In Italia intanto ci troviamo di fronte a un panorama di forze politiche per la maggior parte inconcludenti. Dopo Manipulite è venuto Berlusconi, che non mi sono mai sentito di criminalizzare e che ha fatto quel che ha potuto (non molto), poi è stata la volta del Presidente Napolitano che è riuscito a salvare il salvabile con il tecnocrate Monti (che ha tappato alcuni buchi) e con la svolta verso il Partito democratico, che sta facendo molto di più, ma le cui insufficienze sono palesi oltre a essere handicappato da una posizione della minoranza veramente inspiegabile, anche perchè Massimo D’Alema quando è stato Presidente del Consiglio ha saputo assumersi responsabilità veramente di rilievo.
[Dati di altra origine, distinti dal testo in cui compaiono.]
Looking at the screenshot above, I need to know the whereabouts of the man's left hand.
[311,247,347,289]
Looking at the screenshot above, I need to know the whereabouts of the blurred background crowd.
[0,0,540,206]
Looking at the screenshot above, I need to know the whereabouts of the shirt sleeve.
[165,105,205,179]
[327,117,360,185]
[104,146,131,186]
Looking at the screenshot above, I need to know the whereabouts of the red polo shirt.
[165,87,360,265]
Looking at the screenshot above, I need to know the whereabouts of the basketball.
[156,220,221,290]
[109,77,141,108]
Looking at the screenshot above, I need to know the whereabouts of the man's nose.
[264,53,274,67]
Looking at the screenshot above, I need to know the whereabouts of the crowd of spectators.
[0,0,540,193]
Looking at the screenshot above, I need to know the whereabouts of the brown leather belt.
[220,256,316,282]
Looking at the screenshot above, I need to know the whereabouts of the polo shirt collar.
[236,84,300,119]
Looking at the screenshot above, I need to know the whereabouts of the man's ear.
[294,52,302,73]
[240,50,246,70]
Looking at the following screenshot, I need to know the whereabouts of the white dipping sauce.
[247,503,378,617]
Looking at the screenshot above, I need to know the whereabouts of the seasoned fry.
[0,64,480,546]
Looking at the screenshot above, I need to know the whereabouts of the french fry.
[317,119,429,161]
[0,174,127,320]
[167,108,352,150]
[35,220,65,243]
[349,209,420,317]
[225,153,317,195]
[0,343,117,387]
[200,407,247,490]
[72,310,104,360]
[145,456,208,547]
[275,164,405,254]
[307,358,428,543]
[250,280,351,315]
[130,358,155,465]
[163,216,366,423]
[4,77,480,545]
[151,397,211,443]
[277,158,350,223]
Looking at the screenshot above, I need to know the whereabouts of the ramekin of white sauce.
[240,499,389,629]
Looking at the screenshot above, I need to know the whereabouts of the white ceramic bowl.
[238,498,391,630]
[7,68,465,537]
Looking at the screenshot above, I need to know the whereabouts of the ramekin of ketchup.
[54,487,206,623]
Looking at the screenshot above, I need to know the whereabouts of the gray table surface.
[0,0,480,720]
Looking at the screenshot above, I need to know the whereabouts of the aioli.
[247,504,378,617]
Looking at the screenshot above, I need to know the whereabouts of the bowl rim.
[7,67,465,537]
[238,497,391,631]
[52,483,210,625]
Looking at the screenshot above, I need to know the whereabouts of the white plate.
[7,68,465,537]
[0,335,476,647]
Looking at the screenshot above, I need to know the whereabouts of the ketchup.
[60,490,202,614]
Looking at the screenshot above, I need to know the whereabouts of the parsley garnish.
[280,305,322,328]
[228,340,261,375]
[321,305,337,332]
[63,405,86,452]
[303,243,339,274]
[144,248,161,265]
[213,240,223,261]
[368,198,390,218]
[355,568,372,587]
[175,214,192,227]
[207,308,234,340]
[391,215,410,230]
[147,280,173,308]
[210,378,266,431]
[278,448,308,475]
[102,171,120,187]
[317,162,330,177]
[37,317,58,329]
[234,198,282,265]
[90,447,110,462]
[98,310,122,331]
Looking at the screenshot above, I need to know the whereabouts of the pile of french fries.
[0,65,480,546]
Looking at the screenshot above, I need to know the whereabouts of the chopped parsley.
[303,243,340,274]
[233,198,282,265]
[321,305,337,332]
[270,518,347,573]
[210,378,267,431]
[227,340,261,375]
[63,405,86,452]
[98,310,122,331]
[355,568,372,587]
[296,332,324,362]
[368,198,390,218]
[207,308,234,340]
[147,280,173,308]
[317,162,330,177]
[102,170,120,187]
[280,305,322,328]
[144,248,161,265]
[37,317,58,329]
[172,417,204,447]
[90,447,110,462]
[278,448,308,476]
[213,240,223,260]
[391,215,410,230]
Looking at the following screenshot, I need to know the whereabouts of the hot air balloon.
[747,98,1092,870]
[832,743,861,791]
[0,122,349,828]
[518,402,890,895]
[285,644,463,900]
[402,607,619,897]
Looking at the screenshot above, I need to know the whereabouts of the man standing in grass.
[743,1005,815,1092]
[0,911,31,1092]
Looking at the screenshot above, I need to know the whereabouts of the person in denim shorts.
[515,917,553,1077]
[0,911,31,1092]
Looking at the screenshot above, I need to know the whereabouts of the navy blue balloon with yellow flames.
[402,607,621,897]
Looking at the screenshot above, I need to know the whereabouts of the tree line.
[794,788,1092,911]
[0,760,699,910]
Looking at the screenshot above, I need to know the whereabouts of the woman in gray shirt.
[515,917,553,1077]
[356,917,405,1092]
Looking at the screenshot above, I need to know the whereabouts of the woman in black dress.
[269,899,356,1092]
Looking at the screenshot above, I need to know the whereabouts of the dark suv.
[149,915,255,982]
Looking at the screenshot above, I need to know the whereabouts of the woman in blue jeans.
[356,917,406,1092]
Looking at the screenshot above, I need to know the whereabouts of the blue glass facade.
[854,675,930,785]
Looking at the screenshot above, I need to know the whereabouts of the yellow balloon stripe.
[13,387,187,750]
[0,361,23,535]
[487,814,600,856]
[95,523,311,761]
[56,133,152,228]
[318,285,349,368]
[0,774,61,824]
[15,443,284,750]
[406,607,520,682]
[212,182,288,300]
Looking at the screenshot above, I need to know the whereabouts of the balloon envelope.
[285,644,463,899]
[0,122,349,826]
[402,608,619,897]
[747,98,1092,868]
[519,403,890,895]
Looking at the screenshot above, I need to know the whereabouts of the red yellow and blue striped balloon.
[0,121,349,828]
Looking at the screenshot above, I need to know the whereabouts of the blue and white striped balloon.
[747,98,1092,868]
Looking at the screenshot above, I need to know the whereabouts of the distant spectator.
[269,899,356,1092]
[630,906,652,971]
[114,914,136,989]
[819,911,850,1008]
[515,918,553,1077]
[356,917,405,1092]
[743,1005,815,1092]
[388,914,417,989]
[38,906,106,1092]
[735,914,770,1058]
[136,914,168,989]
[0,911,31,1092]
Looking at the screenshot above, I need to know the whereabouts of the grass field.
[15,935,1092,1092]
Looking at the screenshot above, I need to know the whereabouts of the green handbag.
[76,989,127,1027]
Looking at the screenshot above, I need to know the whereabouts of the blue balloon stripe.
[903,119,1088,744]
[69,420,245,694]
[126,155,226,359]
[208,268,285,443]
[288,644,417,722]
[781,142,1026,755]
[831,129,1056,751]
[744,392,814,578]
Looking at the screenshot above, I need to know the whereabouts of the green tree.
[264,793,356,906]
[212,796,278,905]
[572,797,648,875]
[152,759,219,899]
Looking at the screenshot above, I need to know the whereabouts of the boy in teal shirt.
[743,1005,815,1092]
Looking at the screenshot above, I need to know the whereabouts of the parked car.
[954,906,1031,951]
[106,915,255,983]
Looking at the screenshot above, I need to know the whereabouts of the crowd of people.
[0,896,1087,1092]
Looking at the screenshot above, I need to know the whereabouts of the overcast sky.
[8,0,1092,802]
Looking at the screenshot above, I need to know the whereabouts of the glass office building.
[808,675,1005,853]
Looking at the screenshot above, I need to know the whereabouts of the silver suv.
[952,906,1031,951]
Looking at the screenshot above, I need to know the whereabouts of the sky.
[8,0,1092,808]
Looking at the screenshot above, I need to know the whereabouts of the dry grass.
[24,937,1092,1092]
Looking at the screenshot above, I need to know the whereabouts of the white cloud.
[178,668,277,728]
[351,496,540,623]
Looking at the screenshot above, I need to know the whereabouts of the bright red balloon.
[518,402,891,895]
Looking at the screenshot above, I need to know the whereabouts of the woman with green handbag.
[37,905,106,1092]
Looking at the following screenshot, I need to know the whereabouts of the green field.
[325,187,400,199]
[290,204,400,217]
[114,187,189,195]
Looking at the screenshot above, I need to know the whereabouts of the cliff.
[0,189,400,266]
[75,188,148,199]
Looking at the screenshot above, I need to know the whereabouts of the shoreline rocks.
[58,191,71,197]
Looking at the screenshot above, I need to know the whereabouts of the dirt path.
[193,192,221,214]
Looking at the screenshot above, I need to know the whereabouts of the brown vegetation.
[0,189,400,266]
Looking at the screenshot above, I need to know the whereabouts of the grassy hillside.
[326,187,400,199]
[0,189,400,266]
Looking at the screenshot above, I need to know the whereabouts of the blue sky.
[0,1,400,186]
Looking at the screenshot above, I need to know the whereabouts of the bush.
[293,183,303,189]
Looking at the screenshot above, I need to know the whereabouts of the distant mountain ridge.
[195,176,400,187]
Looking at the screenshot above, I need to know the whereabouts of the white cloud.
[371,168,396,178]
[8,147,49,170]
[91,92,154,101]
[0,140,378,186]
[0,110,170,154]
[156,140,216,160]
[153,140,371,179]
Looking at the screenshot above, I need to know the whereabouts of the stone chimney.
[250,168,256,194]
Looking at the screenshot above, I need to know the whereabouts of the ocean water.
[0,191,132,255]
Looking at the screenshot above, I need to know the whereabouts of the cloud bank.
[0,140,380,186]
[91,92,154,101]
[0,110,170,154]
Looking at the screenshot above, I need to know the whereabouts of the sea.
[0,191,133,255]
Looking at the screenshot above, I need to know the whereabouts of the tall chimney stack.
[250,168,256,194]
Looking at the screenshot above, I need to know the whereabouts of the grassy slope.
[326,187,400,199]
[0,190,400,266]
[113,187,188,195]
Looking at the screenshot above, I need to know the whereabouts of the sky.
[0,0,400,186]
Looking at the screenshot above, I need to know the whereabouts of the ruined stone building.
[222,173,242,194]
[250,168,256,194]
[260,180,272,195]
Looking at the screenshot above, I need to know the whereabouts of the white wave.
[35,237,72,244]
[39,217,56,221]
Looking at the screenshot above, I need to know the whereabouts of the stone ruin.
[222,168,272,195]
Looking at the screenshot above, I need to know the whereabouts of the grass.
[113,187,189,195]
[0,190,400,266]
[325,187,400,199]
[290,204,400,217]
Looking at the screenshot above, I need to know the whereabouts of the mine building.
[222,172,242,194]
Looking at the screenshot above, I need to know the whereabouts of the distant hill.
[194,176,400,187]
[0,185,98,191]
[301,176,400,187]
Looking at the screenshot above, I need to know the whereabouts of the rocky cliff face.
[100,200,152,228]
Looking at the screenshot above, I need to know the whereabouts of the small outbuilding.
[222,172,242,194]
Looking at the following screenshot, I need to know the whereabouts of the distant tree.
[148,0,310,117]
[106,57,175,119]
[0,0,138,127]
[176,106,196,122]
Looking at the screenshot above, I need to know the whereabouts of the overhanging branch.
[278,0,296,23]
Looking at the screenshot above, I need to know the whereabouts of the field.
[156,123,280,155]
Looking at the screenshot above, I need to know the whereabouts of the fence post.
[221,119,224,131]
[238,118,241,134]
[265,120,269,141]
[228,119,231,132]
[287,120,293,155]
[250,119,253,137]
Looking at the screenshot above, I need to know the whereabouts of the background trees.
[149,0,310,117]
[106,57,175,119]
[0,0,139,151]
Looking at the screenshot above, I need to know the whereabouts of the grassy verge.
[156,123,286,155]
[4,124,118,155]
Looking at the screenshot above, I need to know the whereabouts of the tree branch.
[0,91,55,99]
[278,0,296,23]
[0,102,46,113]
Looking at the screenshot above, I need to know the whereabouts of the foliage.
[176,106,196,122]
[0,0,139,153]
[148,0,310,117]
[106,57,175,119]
E al di là del Partito democratico c’è il vuoto assoluto di una destra priva della percezione della realtà; di un’estrema sinistra per la quale, sia pure per altri motivi, il giudizio è analogo con la presenza poi di Lega e Cinque stelle che esprimono soltanto la gravità del malessere della popolazione, ma in termini talmente epidermici, che da quelle parti c’è da aspettarsi di tutto.

 

E c’è poi il crescente fenomeno dell’astensione, che ormai - diventa chiaro - colpisce anche il Partito democratico come partito, quando consiglia di astenersi in una consultazione referendaria, che coinvolge questioni di principio. Ma l’astensionismo, dell’elettore o di un partito, non è una soluzione, ma una rinuncia malinconica.

 

Post scriptum

Queste considerazioni mi sono venute in mente leggendo giorni fa il lungo intervento di Ezio Mauro su Repubblica (“Come innaffiare la rosa appassita del riformismo”). L’autore indica decisamente per un’ipotesi riformista il ruolo dei diritti civili e l’esempio della socialdemocrazia tedesca con l’economia sociale di mercato, secondo il programma del congresso di Bad Godesberg del 1959. Non è certo un’ipotesi da rifiutare.

 

Però Ezio Mauro non ricorda alcuni passaggi fondamentali: il primo è che a Bad Godesberg la socialdemocrazia tedesca compì un esame di coscienza di fondo, rigettando apertamente il marxismo, il comunismo, la lotta armata come strumento per fare politica e la politica delle nazionalizzazioni sul piano economico, attestandosi su una visione della vita ispirata a un profondo umanesimo e alle tradizioni del pensiero cristiano e accettando in politica economica l’economia sociale di mercato.

 

Non si è trattato quindi di un programma di un normale congresso di partito, ma di una svolta rilevante, ma meditata nella quale all’economia sociale di mercato veniva data una base che assicurava una pace interna, un ruolo del sindacato che ne assicurava la funzione nel rapporto tra capitale e lavoro (non più nemici contrapposti in una lotta storica, ma turori di interessi da confrontare e da mediare) e una possibilità di parlare a tutti i ceti sociali.

 

L’economia sociale di mercato poi non è un’invenzione dei socialdemocratici, ma appartiene alla cultura liberale, cui appartevevano Wilhelm Roepke nel mondo di lingua tedesca e Luigi Einaudi in Italia, che in economia non negavano affatto l’intervento dello stato, ma non nella veste di nazionalizzatore, sibbene proprio a tutela della libera iniziativa e della concorrenza, che sono le condizioni della fecondità del mercato. Quel mercato che, lasciato a se stesso, tende alle concentrazioni monopolistiche e al liberismo selvaggio. Un liberalismo moderno, cioè. E l’imprinting liberale va rintracciato anche nella centralità che hanno assunto i diritti civili a partire dal 1968 e che oggi dispiegano un ruolo di fondo nell’evoluzione sociale in occidente e più ancora nei paesi emergenti, come nell’ambito delle società musulmane dove preminente è la questione femminile.

 

Non dimentichiamo Piero Gobetti e i fratelli Rosselli e tutto il liberalsocialismo…e auguriamoci che quest’anno si sappia approfittare di due referendum (di cui uno costituzionale) e elezioni amministrative anche proprio nelle tre maggiori città italiane (una a nord, una al centro e una al sud) per avviare un dibattito approfondito sulla democrazia in Europa.